Bebekler ten tene temas ister
Dünya Sağlık Örgütü 2003 yılından beri kilosu, gebelik haftası, doğum şekli (sezaryen ya da normal dogum) ve klinik durumu ne olursa olsun tüm yeni doğan bebeklerin "ten tene temas" bakımı almalarını öneriyor. Normal ve sorunsuz gerçekleşen her doğumda olması gereken, doğumdan hemen sonra anne ve bebeğin aralarına kıyafetler ve örtüler girmeden ten tene temas etmeleridir.
Peki bizde ne yapılır?
Bebek doğar, hemen göbek kordunu kesilir. Kısacık annenin kucağına verilir ve hemen çocuk doktorunun ilk kontrolü için geri alınır. Çok kısa bir muayenenin ardından üşümesin diye sarılıp sarmalanan bebek yine çok kısa bir süreliğine annesine verilir. Bazen burada ilk emzirme gerçekleştirilmeye çalışılır, bazen de bir fotoğraflık zaman sonrası annesinden yeniden ayrılan bebek doğru bebek odasına gider. Bebekle annenin bir sonraki buluşması, anne doğumhaneden odasına geçtiğinde gerçekleşir ki, bu bazen yarım saati, bazen de nedeni belirsiz bir şekilde bir saat veya daha da uzun bir süreyi bulabilir. Oysa doğumdan hemen sonra gerçekleşen ten tene temasın ya da bunun eksikliğinin hem anne, hem de bebek üzerinde derin etkilerinin olduğunu gösteren pek çok kanıt olmasına rağmen, neden hala ayrı tutulduklarını anlayabilmiş değilim.
Bebekler her şeyin farkında
Doğum süreci bebekler için zorlu ve hayat boyu unutmayacakları, kişilik oluşumlarını derinden etkileyecek bir olaydır. Bebekler huzur dolu anne rahminde, amniyotik sıvılarının içinde sıcacık yüzerken başlayan rahim kasılmalarıyla, o güvenli yuvalarından uzaklaşarak doğum kanalında saatler süren bir mücadeleye başlamak zorunda kalırlar. Ve hissederler, duyarlar, alıgıları tahmin ettiğinizden açıktır. Bu konuyla ilgili daha derin bilgiler almak isteyenleriniz için Dr. Thomas Verny ve Dr. John Kelly' nin olay yaratmış "Doğmamış Çocuğun Gizli Yaşamı" adlı kitabını şiddetle tavsiye ederim.
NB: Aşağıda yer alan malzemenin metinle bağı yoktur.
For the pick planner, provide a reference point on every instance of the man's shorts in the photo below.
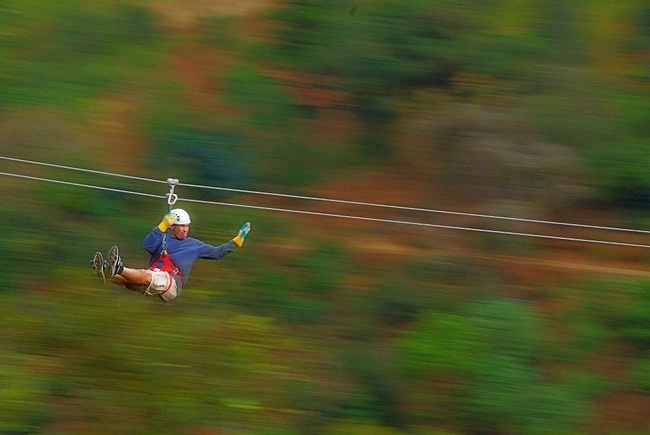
(162, 285)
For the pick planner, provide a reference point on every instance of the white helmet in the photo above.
(181, 217)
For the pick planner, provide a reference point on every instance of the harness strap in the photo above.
(167, 266)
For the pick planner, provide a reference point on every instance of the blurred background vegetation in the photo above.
(529, 108)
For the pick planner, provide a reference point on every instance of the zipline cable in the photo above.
(91, 186)
(72, 168)
(340, 201)
(361, 218)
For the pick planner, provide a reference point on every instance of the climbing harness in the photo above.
(163, 262)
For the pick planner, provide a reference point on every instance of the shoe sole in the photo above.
(97, 264)
(113, 260)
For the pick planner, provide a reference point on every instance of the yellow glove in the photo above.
(241, 236)
(168, 221)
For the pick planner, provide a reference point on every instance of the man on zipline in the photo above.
(172, 255)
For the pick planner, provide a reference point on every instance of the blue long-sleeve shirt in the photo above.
(183, 253)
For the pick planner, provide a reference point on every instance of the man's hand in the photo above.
(168, 221)
(241, 236)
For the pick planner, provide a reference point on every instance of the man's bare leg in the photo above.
(133, 276)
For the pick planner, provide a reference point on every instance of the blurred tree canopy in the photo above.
(319, 328)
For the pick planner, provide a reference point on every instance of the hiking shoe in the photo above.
(114, 265)
(99, 266)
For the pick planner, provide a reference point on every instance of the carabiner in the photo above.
(171, 196)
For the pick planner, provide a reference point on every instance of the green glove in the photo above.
(168, 221)
(241, 236)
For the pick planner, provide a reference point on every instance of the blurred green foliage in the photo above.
(311, 329)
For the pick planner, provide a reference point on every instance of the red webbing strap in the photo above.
(167, 266)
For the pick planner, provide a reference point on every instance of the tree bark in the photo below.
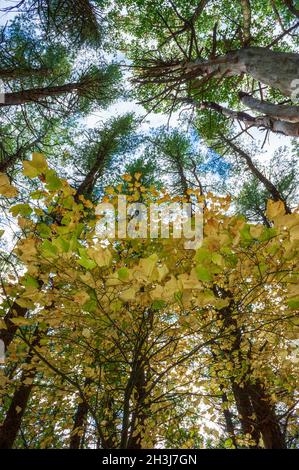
(36, 94)
(266, 418)
(79, 420)
(274, 68)
(275, 111)
(12, 422)
(255, 171)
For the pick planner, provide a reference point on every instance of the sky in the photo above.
(154, 120)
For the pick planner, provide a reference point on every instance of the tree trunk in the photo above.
(276, 111)
(266, 418)
(36, 94)
(79, 420)
(12, 422)
(274, 68)
(255, 171)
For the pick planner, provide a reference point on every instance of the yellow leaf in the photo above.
(86, 333)
(6, 189)
(128, 294)
(81, 297)
(274, 209)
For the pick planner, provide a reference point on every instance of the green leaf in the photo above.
(44, 230)
(123, 274)
(30, 281)
(203, 274)
(49, 249)
(158, 304)
(52, 181)
(21, 209)
(87, 263)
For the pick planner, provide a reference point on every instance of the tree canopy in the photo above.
(115, 334)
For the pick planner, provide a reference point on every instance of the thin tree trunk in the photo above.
(255, 171)
(12, 422)
(79, 420)
(291, 7)
(275, 111)
(266, 417)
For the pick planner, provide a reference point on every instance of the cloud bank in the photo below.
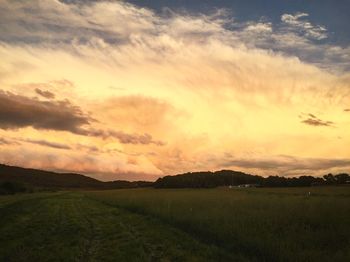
(163, 93)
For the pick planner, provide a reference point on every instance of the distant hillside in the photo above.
(46, 179)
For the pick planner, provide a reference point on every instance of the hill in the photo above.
(46, 179)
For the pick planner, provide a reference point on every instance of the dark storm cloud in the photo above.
(288, 163)
(45, 93)
(4, 141)
(313, 120)
(124, 138)
(18, 111)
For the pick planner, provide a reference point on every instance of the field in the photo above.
(283, 224)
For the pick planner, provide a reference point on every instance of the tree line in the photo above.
(235, 178)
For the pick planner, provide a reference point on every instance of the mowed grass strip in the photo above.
(73, 227)
(282, 224)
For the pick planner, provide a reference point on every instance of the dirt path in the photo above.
(71, 227)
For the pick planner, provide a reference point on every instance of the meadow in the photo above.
(250, 224)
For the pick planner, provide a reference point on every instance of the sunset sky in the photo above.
(142, 89)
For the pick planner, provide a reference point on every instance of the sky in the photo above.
(142, 89)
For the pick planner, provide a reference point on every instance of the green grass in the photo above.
(282, 224)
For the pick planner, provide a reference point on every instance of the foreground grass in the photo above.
(177, 225)
(284, 224)
(72, 227)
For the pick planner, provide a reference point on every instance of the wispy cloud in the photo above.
(298, 22)
(45, 93)
(313, 120)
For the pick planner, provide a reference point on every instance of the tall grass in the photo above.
(288, 224)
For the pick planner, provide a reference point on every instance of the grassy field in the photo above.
(283, 224)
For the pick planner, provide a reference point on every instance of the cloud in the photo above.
(124, 138)
(102, 166)
(289, 164)
(204, 79)
(45, 93)
(312, 120)
(4, 141)
(316, 32)
(18, 111)
(46, 143)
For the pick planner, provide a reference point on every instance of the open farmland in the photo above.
(280, 224)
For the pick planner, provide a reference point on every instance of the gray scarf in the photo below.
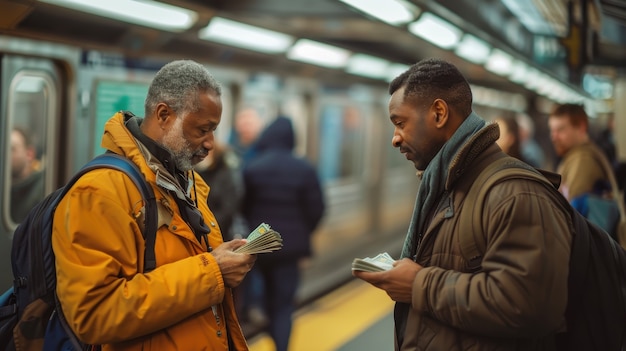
(433, 180)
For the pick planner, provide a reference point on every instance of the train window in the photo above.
(341, 133)
(31, 105)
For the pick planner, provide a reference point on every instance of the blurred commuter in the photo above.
(283, 191)
(248, 126)
(582, 164)
(509, 140)
(517, 300)
(532, 153)
(27, 177)
(185, 303)
(220, 170)
(606, 142)
(588, 179)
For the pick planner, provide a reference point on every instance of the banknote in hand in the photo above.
(261, 240)
(382, 262)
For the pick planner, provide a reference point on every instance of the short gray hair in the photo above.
(178, 84)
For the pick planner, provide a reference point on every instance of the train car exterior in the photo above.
(63, 95)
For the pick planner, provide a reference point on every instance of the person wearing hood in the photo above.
(282, 190)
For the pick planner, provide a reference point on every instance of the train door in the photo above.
(29, 110)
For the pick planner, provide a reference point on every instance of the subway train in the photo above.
(63, 94)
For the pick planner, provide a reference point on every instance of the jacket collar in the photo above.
(478, 143)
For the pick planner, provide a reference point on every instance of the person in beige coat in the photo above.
(517, 298)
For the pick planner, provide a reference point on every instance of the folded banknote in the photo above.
(262, 239)
(382, 262)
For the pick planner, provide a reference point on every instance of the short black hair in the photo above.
(432, 79)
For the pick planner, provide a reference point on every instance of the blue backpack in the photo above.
(30, 313)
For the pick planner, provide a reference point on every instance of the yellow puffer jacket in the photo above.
(99, 251)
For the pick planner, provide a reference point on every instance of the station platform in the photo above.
(353, 317)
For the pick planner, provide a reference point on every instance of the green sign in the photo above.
(112, 97)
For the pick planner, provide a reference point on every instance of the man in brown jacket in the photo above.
(517, 299)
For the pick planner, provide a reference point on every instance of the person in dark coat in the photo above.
(283, 191)
(220, 170)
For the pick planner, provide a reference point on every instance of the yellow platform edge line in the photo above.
(334, 319)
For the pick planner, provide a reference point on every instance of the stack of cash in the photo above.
(262, 239)
(382, 262)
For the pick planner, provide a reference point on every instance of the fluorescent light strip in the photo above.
(242, 35)
(436, 31)
(318, 54)
(396, 69)
(500, 63)
(394, 12)
(148, 13)
(473, 49)
(367, 66)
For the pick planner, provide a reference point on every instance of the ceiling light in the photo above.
(318, 54)
(148, 13)
(242, 35)
(500, 63)
(367, 66)
(473, 49)
(436, 31)
(519, 73)
(394, 12)
(396, 69)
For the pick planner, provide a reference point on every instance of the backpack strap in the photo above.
(472, 242)
(114, 161)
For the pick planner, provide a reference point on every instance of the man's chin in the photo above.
(197, 159)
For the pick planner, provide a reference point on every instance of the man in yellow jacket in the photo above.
(186, 302)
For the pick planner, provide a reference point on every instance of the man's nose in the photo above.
(396, 141)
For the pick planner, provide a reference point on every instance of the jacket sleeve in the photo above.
(99, 247)
(521, 290)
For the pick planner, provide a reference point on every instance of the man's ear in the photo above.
(162, 112)
(440, 110)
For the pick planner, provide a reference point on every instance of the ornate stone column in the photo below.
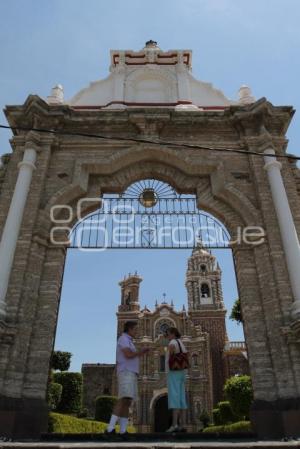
(13, 222)
(287, 228)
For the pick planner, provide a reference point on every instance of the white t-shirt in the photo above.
(177, 350)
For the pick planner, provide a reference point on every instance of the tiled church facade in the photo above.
(203, 330)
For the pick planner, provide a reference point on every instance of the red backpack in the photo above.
(180, 361)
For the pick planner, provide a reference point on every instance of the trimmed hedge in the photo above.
(54, 395)
(72, 391)
(238, 391)
(226, 414)
(237, 427)
(59, 423)
(103, 407)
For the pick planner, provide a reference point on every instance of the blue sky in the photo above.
(234, 42)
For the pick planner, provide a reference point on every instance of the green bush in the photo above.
(59, 423)
(54, 395)
(61, 360)
(104, 407)
(238, 427)
(226, 413)
(71, 391)
(216, 416)
(238, 391)
(204, 418)
(83, 413)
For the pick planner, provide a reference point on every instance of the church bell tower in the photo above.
(129, 308)
(206, 308)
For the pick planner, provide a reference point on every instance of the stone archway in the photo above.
(234, 188)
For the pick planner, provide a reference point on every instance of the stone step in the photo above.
(153, 445)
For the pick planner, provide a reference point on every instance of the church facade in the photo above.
(203, 330)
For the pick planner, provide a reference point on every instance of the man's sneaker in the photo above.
(173, 429)
(112, 432)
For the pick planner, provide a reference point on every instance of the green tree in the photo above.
(236, 311)
(54, 395)
(238, 391)
(104, 407)
(61, 360)
(71, 398)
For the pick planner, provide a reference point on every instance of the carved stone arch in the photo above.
(143, 85)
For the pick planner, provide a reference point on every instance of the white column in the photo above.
(13, 223)
(287, 227)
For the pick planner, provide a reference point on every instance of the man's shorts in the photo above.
(127, 385)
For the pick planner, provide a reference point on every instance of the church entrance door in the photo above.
(162, 415)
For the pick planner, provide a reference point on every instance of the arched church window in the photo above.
(127, 299)
(162, 363)
(205, 291)
(203, 268)
(162, 326)
(195, 360)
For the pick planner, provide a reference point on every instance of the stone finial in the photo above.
(151, 44)
(245, 95)
(57, 95)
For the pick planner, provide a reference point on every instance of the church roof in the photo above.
(149, 77)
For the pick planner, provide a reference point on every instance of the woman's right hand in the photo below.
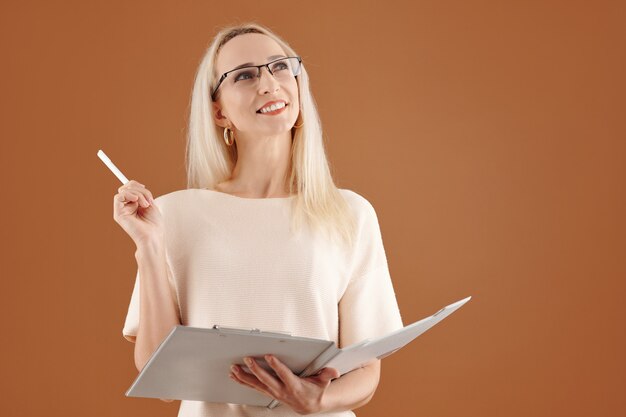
(135, 211)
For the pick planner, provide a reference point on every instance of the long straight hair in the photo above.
(317, 202)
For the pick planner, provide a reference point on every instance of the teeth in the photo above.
(273, 107)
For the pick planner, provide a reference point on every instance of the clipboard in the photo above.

Bebeklerin bu farkındalıkla dünyaya geldiklerini anlayan ünlü Fransız doğum uzmanı Dr. Frederck Leboyer "Birth Without Violence" (Şiddetsiz Doğum) adlı kitabında bebeklerin nazik bir şekilde dünyaya gelmeleri gerektiğini savundu. Anne karnındaki güven dolu ortamlarından birden bu dünyaya doğan bebeklerin, kendilerini daha güvenli hissetmeleri ve daha az strese maruz kalmaları için doğduktan hemen sonra annelerinin çıplak göğsüne konulmaları gerektiğini söyledi ve çokta haklıydıda.
Sorunsuz bir doğumla (normal,sezaryen fark etmez) dünyaya gelmiş sağlıklı bebekler, doğdukları anda annelerinin çıplak göğsüne bırakıldığı ve orada kalmalarına izin verilen doğumlarda;
Bebeklerin;
- İlk emzirmenin daha etkili olduğu ve emzirme süresine katkı sağladığı.
- Bu bebeklerin 12 kat daha az ağladığı ve daha çabuk uykuya geçtikleri.
- Kalp atışlarının, solunum ve vücut ısılarının stabil kaldığı.
- Kan şekerlerinde anlamlı bir yükseklik olduğu görülmüştür.
Annelerin;
- İlk üç günde meme ağrılarının daha az olduğu.
- Üçüncü günde daha az anksiyete yaşadıkları görülmüştür.
- Ayrıca anne, bebek bağlanmasını hızlandırır ve güçlendirir.
Anne ve babalar olarak size düşen görev doğum öncesi doktorunuzla bu konuyu konuşmak. Herşey yolundaysa ve bebeğinizin sağlık durumu iyiyse doğumun hemen sonrasında bebeğinizin annesinin çıplak göğsüne verilmesini, ilk muayenesinin orada yapılmasını ve anneyle bebeğinin hiç ayrılmamasını talep edebilirsiniz.